Looking almost held up by Treasurer Scott Morrison and Environment and Energy Minister Josh Frydenberg, who were at his side, the Prime Minister bought time by succumbing to his predecessor Tony Abbott's ruthlessly effective campaign to wreck and remake the Coalition's energy policy.
Whether Mr Dutton, Senator Mathias Cormann and others guarding Mr Turnbull flinch as poll numbers dive at the dysfunction will matter only so much in future polls. A leadership change will likely rearrange the spread of voter punishment across the country: less in Queensland if Mr Dutton ascends, less elsewhere if he doesn't.
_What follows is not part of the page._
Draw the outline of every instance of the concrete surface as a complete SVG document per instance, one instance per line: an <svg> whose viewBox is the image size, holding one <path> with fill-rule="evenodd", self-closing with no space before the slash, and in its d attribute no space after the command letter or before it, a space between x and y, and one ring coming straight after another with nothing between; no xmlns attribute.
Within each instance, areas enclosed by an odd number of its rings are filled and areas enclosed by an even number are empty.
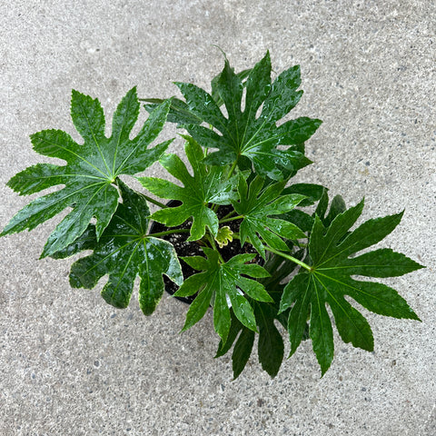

There are guilty parties outside the Liberal party as federal parliament proves unable to legislate even the most bare-minimum, economically harmless national energy policy the Coalition could come up with. Labor has helped run the NEG aground by exploiting its politics as well as Mr Abbott, who is yet more shameless in his posturing and political self-interest. The policy was so paltry in its emissions cut ambition that it was unlikely to ever win Greens support, but again they have proven willing to let the perfect be the enemy of the good.
Mr Abbott is at greatest fault for letting his thirst for political vengeance and relevance shred his party's electoral standing, divide it along battelines of his own making, and leave Australia facing yet more years of energy uncertainty. As Kevin Rudd before him, his destabilising efforts may return him to political good fortune. Unlike Labor's leadership changes, the Coalition's would offer less protection against electoral annihilation.
Federal politics must move beyond the meek self-interest that has been the force of creation and destruction for governments since 2010. Politicians, if they are to regain the trust and respect of their voters, need to ignore the will-o'-the-wisp of polling and remember that the weeks leading up to a federal election are what truly focus the minds of voters.
They'll judge on a government's entire record, not the previous week's. Had Mr Turnbull stared down Mr Abbott's band of rebels on the NEG, it would have been to his credit. As it stands, the Prime Minister has forfeited his authority and legacy to his predecessor. He, and whoever leads the Coalition, will be judged accordingly, whenever voters have their final say.